According to The Global Retirement Report: The Happiness Formula, which focuses on DC schemes in eight countries Germany, Italy, Netherlands, Sweden, Ireland, UK, US and Australia, Netherlands scored the lowest, with only 2.1 points out of a possible 5.

According to the OECD's Pensions at a Glance 2017, Netherlands was at the top of the spectrum of retirement savings adequacy, scoring 180 per cent compared to 150 per cent for second place US and 8 per cent for last place Germany.

The report, which was discussed at the SSGA defined contribution ‘happiness’ conference in London, defines the happiness formula as a combination of trust, ownership and preparedness, of which Netherlands scored last in the first two and third last on the latter.

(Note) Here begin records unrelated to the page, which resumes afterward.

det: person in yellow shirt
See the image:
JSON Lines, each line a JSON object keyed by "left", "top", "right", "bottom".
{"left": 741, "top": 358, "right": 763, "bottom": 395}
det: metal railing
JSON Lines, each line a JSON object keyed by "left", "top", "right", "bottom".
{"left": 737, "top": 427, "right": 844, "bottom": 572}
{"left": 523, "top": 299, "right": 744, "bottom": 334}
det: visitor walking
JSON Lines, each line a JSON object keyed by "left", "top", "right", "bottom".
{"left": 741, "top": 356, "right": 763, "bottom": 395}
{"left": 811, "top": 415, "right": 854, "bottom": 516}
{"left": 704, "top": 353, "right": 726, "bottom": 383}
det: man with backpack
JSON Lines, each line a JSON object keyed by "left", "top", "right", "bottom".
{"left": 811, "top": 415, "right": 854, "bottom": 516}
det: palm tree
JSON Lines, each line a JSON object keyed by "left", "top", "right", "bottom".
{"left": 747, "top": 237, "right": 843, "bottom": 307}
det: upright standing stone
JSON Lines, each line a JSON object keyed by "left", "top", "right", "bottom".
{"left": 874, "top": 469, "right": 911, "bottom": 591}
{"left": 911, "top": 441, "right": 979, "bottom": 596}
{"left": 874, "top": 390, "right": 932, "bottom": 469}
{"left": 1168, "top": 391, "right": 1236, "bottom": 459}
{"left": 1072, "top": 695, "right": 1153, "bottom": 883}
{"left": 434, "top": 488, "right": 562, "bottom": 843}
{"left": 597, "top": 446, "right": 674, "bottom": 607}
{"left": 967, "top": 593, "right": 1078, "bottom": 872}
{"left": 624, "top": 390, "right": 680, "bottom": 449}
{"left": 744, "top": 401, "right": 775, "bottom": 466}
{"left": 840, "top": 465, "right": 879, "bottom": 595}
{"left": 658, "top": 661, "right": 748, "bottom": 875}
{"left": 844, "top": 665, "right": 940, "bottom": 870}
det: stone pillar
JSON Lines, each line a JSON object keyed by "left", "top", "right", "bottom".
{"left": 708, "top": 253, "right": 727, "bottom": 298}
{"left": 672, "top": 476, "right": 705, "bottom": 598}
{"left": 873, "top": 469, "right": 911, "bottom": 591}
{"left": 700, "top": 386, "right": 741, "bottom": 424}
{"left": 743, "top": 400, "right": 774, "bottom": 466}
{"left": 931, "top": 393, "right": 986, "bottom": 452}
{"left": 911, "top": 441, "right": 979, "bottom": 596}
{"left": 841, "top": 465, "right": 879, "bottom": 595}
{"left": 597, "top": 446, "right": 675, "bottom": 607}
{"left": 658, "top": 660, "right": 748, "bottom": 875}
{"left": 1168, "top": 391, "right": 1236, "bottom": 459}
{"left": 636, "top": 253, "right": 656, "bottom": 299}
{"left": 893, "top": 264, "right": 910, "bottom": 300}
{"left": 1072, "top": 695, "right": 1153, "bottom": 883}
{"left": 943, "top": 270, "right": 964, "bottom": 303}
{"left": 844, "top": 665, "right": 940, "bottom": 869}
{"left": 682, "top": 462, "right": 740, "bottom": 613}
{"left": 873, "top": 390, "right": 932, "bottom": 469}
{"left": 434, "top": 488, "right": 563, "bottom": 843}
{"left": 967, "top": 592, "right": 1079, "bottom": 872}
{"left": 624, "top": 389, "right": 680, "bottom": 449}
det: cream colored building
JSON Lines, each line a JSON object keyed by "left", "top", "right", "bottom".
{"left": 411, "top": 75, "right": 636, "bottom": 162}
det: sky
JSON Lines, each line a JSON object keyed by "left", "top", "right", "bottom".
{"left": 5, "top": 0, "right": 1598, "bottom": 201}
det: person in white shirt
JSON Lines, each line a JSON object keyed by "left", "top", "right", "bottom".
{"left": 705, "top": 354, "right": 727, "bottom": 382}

In the report, SSGA said: “[Netherlands] has strong assets and a well-developed pension system, but is experiencing a savings model transition that’s created a low sense of ownership and a sombre outlook. We expect that once reforms are implemented, the Netherlands will more closely resemble Sweden.”

Sweden scored second highest on the happiness score, with 3.9, only beaten by the US’ 4.1. The UK scored slightly higher than the Netherlands, with 2.4.

SSGA senior pensions strategist Jacqueline Lommen told European Pensions that young people in particular are distrusting of the Dutch system as reforms have been an ongoing debate for over a decade.

“Being prepared is well taken care of in Netherlands. We save actually too much, we’re even lowering fiscal incentives now,” she noted. The other two dimensions however, trust and ownership, have been issues for 15 to 20 years.

“We are amidst reforms for many, many years already, and we see in the public debate that all the parties are out there commenting on everything, so the people feel that something is not right, something has to change, and they don’t see the result, they don’t see the compromise. So the trust is very low in the Netherlands.”

“In the Netherlands we are used to DB pension plans traditionally, and they have done well in the past, now they do a bit less, they are underfunded. But people have no means to influence themselves, they have no information, they have hardly any choice. They cannot change their own situation,” Lommen said.

SSGA global head of strategy Nigel Aston said: “Netherlands scores very highly on the objective studies always. But if you ask people, particularly if you ask young people, they don’t think it’s going to be there when they get to retirement.”